Viewing 4 replies - 1 through 4 (of 4 total)
  • One way I can think of would be to have a custom GET parameter (e.g. example.com/?s=query+terms&my-plugin-parameter=groups), have your plugin detect this GET parameter, and use that data to formulate a WP Query request.

    Thread Starter PauloASilva

    (@pauloasilva)

    Hi Odai,
    By now I am using that approach, but I would like to use something “cleaner”.

    I don’t know why but with some WP setups I can perform searches at https://mysite.cmo/search/search-keywords.

    There’s a ‘search_base’ WP_Rewrite option and other three pre-defined search rewrite rules. I would expect to be able to modify them somehow to accomplish my goal, but I was not able on my trials.

    Thanks for your reply,
    Paulo A. Silva

    I see. That is challenging. In my limited experience WordPress’s permalink behavior, it can be hard to manage.

    Could you use the PHP $_SERVER['REQUEST_URI'] variable to get the request URL, parse it in your function, and use that to formulate the search request? Kind of duplicates what WP already does, but you’d have more control (you’d want to check if $wp_rewrite is enabled first, of course).
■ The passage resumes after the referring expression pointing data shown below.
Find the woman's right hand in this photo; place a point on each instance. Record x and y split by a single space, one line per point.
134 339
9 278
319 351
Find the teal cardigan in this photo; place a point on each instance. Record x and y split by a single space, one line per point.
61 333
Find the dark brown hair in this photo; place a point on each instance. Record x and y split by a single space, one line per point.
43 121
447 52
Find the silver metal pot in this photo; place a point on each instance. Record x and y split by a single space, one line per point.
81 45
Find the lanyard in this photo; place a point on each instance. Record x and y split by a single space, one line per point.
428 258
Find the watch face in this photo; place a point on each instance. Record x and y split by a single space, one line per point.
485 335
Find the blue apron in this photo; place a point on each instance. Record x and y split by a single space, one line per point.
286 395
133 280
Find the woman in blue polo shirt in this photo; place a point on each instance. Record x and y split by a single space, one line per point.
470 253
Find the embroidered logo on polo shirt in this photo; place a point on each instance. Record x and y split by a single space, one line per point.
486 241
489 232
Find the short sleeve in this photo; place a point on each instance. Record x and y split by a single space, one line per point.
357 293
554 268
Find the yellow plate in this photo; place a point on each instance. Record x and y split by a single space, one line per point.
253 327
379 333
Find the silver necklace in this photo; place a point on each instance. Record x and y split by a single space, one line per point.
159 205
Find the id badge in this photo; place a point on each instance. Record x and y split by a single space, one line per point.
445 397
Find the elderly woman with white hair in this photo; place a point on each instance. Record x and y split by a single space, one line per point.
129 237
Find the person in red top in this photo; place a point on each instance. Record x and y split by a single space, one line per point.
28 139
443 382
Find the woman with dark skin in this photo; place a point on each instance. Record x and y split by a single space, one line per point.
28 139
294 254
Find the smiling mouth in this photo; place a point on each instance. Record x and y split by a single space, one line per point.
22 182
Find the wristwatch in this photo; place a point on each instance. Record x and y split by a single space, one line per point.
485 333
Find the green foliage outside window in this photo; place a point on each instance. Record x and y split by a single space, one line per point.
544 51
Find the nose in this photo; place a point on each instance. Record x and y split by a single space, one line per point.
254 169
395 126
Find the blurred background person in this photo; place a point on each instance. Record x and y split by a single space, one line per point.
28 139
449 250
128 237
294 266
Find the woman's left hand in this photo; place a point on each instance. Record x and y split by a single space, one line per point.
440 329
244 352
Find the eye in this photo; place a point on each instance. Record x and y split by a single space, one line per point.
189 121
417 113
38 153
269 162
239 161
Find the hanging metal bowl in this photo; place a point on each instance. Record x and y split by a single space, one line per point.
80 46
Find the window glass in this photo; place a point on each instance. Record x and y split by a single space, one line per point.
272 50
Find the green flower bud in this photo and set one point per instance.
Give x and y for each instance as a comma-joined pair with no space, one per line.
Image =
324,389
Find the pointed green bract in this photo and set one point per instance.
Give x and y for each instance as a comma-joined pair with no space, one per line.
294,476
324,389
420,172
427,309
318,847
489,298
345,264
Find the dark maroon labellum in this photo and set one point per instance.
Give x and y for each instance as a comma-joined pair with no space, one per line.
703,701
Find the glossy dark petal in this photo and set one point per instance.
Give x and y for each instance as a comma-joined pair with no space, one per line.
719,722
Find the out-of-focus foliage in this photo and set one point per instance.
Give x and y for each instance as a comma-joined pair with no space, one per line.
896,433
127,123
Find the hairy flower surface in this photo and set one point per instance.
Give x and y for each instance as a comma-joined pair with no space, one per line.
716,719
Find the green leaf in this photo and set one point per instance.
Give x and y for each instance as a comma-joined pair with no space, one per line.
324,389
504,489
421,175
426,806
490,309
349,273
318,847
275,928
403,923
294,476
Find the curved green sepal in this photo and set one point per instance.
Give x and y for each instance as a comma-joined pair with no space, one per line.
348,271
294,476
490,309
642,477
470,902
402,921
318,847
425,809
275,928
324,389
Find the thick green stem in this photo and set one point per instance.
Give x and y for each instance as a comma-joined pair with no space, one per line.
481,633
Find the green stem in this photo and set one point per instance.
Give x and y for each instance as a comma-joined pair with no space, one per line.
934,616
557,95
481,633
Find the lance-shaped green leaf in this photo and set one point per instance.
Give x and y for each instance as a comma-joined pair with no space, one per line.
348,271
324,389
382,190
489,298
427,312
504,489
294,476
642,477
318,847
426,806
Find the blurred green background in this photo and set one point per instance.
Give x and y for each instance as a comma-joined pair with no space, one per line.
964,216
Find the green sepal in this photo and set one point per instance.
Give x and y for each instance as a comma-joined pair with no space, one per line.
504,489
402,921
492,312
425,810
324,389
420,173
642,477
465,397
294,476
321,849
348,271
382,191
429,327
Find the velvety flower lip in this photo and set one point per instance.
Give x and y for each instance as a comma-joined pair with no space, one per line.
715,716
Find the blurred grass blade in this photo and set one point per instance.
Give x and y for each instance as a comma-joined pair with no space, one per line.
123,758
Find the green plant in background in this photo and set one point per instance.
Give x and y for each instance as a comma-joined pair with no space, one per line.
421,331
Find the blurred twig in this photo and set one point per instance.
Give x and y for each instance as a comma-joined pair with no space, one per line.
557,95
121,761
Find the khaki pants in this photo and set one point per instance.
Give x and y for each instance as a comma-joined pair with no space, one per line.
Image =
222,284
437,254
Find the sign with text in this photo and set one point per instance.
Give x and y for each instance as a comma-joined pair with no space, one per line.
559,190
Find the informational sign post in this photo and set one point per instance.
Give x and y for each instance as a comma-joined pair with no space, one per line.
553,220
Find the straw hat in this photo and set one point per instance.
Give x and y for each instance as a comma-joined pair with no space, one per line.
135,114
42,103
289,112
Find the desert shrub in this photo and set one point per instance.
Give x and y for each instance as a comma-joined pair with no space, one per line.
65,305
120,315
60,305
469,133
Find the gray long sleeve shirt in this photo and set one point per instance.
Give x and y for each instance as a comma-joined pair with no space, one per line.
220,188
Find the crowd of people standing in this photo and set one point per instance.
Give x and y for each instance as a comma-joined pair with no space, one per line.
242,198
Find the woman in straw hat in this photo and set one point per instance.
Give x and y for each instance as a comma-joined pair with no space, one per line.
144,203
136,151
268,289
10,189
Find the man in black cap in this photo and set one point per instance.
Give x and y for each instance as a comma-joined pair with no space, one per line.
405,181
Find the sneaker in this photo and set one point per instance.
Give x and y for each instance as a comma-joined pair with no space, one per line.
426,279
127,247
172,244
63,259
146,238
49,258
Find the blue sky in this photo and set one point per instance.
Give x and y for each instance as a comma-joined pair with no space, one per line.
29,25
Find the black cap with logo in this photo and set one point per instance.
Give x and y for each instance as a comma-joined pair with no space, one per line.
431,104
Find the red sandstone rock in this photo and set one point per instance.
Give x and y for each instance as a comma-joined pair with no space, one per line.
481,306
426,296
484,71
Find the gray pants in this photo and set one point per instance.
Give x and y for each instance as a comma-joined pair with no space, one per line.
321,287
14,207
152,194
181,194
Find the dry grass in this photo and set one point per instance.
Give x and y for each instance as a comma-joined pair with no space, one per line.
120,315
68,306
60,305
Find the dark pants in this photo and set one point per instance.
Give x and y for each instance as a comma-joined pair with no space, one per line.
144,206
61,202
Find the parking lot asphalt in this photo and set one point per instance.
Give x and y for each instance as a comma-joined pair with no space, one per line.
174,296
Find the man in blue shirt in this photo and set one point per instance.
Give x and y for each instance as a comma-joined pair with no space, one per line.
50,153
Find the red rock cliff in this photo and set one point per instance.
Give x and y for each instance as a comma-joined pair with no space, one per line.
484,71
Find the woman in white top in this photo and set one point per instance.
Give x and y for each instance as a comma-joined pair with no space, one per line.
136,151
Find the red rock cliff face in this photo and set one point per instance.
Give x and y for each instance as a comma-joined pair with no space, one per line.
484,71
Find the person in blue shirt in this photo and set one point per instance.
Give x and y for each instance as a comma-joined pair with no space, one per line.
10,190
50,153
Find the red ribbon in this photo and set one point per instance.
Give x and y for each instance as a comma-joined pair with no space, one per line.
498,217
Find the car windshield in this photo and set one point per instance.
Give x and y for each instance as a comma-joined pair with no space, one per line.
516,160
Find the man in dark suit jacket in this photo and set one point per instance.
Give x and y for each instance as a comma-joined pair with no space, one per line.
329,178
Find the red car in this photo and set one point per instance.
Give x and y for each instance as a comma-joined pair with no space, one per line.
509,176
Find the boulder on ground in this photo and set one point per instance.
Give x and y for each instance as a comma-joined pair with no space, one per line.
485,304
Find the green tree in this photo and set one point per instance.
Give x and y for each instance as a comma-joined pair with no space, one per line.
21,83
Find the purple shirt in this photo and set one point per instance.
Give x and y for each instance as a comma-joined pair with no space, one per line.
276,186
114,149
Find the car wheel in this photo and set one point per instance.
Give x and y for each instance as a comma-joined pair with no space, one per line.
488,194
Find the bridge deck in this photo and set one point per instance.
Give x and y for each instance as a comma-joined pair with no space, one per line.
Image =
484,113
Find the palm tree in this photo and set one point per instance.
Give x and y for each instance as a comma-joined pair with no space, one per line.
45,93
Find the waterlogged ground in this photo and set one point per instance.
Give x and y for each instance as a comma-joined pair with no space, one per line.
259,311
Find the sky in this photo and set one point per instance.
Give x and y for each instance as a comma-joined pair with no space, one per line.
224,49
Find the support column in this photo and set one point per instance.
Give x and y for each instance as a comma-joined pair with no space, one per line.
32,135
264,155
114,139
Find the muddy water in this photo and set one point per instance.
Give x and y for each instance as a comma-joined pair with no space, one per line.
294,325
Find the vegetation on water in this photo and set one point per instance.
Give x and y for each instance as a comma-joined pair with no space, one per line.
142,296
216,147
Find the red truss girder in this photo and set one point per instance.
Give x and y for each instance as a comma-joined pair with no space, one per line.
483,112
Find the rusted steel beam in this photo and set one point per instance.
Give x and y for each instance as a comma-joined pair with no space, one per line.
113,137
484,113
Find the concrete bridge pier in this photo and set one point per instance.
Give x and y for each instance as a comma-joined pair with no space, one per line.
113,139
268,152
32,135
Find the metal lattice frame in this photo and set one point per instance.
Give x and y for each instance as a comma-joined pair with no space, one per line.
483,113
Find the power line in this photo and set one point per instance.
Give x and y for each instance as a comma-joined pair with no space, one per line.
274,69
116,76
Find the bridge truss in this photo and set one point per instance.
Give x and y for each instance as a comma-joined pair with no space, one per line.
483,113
    I also downloaded the plugin Nice Search and read through the code (also see Custom Search URL, which is an extension of the former). Maybe worth looking at.

    Thread Starter PauloASilva

    (@pauloasilva)

    Hi Odai,
    I had a look at Nice Search and what I really didn’t like was the wp_redirect() call.

    I wouldn’t like to add an extra redirect to my “load time”.
    Hopefully I will be able to accomplish my goal just hooking WordPress bootstrap, because all URIs are “sent”/redirec to index.php.

    Thanks for your reply,
    Paulo A. Silva

Viewing 4 replies - 1 through 4 (of 4 total)
  • The topic ‘custom permalinks/URIs’ is closed to new replies.